Become the Change Our World So Urgently Needs
The lessons from Chautauqua resonate far beyond the pulpit.
What began as a retreat and training place for Methodist Sunday School teachers has become, one hundred and fifty years later, a large and very well known summer retreat for tens of thousands of people from across America and around the world. The Chautauqua Institution is still based on faith, but now serves a broad interfaith community. Almost every denomination has a “house” on the site with most on a beautiful red brick road that runs between all the cottages and houses that now fill the place.
I am now here at Chautauqua as the Chaplain and Preacher of the week, accompanied by my wife Joy Carroll Wallis, who many recognize as the “Real Vicar of Dibley”, a famous BBC and PBS sitcom show based upon her experiences as one of the first ordained women ministers in the Church of England. Many people here have enjoyed that show.
The Sunday service at scenic and tranquil Chautauqua draws several thousand from around the surrounding area of upstate New York, and the weekly morning services are attended by several hundred. Joy and I have been here before, once when our two sons were 7 and 2–now 27 and 22–and I told the story of how my older son Luke just loved riding a bike all around this place, finally able to ride on his own in a safe place far from the city streets where he lived. I walked alongside him the first day, on the way to Lake Chautauqua for the children’s program. On the second day he gently suggested he now knew how he could get there on his own with the bike. I hesitated to let him go off on his own on a bike for the first time, but he assured me by saying, “I’m okay Dad, but you can pray for me!” I did and he was fine.
I am spending the whole week mostly on the teachings of Jesus. “When you are in a crisis–and we are–it's time to turn back to our faith. On Sunday, I said that we must rediscover the God of the Bible, who is not just a “God of charity, but a God of Justice.” I preached from the text of Matthew 25, which was, and still is, my conversion text. A text that transformed me from a young secular activist to a faith activist.
In the sermon that day, I testified how 800 clergy and other faith leaders had done a spiritual procession to the Senate steps, where a big, brutal bill was threatening an assault on the ones Jesus called “the least of these,” denying children, the elderly, and the disabled access to healthcare and food–all in order to pay for more tax cuts to the wealthiest among us. I preached about how I was able to read Matthew 25, my conversion text, on the Senate Steps saying that, while the Bible doesn’t give us details of legislation, Senators (especially the majority who call themselves Christian) should not leave their faith and Jesus outside the door of the Senate Chamber. A chamber where they will soon be voting on the bill that targets “the least” of these to reward millionaires and billionaires.
View the entire Sunday Service here, compliments of the Chautauqua Institution
Our call to Christ and to conscience has helped to morally “complicate” this bill; a bill that far too many politicians have been willing to pass in order to bend the knee and demonstrate fealty to the man who would be king, Donald Trump.
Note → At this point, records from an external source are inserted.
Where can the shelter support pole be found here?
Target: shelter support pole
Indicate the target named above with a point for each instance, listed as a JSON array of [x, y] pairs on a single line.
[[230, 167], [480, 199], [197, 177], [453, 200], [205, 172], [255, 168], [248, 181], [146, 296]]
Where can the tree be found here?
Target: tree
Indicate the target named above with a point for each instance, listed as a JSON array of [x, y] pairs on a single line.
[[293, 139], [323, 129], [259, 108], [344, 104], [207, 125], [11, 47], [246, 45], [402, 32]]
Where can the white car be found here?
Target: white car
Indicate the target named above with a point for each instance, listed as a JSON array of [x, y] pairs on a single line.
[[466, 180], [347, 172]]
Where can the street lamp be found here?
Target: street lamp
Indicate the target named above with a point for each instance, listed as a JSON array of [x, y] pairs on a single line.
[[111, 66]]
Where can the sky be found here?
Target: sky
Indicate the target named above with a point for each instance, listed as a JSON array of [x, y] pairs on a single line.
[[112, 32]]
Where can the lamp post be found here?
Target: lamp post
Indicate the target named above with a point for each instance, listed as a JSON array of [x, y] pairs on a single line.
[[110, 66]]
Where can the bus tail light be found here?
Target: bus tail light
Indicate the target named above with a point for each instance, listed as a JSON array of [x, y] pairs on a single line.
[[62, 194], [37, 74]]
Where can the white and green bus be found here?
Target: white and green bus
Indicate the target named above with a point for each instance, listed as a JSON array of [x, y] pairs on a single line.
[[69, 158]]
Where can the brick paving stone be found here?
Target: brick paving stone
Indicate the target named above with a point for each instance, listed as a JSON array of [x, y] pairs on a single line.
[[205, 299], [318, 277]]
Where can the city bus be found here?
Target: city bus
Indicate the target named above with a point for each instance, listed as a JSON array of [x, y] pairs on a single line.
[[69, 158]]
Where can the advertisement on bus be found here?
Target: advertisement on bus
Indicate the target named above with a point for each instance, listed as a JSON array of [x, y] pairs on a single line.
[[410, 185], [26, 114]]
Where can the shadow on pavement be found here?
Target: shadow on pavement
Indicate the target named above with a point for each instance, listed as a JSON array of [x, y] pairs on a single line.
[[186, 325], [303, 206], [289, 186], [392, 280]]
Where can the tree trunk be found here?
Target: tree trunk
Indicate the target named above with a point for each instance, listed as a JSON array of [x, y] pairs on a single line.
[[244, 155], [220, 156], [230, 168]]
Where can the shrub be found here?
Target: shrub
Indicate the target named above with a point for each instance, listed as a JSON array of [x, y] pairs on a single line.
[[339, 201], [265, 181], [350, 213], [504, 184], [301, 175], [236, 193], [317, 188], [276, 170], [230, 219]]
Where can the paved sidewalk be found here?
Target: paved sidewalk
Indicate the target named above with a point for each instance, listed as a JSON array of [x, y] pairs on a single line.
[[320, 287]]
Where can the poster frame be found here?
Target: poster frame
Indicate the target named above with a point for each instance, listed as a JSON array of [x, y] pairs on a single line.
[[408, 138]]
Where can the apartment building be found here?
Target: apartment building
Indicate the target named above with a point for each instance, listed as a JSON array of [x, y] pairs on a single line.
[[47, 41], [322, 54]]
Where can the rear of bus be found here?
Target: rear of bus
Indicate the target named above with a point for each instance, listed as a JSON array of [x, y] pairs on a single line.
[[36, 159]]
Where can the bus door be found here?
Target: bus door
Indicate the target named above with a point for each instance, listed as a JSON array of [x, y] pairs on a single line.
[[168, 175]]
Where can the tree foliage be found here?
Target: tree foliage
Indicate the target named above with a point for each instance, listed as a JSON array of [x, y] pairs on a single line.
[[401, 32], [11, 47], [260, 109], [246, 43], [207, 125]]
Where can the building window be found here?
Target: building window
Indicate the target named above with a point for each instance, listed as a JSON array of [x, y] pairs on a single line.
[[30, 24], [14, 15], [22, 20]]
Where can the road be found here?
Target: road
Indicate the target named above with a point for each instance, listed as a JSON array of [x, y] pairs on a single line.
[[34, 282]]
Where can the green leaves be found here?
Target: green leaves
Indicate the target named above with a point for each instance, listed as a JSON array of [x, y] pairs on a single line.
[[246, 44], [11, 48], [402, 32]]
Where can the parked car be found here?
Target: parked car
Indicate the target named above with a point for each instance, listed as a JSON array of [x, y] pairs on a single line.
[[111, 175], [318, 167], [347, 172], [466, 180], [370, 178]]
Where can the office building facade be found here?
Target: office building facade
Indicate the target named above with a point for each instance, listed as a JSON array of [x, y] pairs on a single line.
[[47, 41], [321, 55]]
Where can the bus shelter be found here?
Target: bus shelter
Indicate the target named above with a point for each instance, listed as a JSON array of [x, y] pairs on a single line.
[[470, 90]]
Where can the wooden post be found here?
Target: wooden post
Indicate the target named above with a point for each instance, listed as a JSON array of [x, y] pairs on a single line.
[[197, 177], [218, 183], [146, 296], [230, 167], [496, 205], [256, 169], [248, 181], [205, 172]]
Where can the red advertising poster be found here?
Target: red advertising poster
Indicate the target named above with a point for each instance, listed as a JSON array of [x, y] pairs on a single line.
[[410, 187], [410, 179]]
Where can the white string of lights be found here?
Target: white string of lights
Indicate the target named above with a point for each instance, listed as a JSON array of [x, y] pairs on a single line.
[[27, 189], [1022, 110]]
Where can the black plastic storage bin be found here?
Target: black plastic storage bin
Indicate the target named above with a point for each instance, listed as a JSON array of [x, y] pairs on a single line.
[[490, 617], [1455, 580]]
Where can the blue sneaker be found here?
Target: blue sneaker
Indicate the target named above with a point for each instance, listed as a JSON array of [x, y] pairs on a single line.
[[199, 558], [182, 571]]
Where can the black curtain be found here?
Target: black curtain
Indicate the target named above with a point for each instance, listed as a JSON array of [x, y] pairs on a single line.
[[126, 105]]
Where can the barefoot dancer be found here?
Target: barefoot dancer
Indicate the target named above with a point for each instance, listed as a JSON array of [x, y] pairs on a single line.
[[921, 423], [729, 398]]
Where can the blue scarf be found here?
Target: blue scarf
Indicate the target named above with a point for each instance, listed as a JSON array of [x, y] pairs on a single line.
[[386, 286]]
We have yet to see the outcome of the prayers and the Pentecost Witness for a Moral Budget offered at the Capitol. It is not too late for you to offer your prayers and to call your Senators in opposition to the Budget Reconciliation Bill. Call 202.224-3121 and ask for the office of the Senators from your state.
On Monday, my sermon on the Good Samaritan Parable was titled “Your Neighbor Doesn’t Live Next Door.” This is a text against “othering” and how the command to love our neighbor (who is different from us) is literally a moral guidepost for re-establishing democracy in America today.
On Tuesday, we went to the beginning, in Genesis 1:26, where the image of God in each of us is made foundational to human dignity and to every issue we now confront–including voting rights! On Wednesday, we looked more deeply at Jesus saying, that only the truth can set us free–that opposite of the truth is more than just lying but is captivity and how truth and freedom are indivisible in America today. I also said that “elders” with most of the audience here seniors could become among the vital truth-tellers that tyrannies that depend on lies are the most afraid of.
The last two days we took up how the Galatians 2:28 text about overcoming race, class, and gender–the eternal pillars of oppression. The text was an invocation and a ritual in all of the baptisms of the early church instructing that we are all one in Christ Jesus. And on Friday, we went deeper into what Jesus might mean in our time by calling peacemakers (not peace lovers or peace keepers) “the children of God.”
The lessons from Chautauqua—rediscovering the God of justice, embracing the image of God in every person, and answering Jesus’ call to be peacemakers—resonate far beyond the pulpit. In a world divided by “othering” and injustice, we are invited to become moral truth-tellers, advocates for the vulnerable, and builders of a more compassionate democracy. Together, let’s put faith into action and become the change our world so urgently needs.
Lovely but you missed one area ableism. Faith groups have at times not been helpful to our community. The other is the land of the Indtitute! And it is a lovely place but who was living there before colonialism? Life is a journey of openings and we can only see so much. So please take your gifts and think on these two groups. Where can you go? What can you do? And what about rituals of apology and then rituals of forgiveness?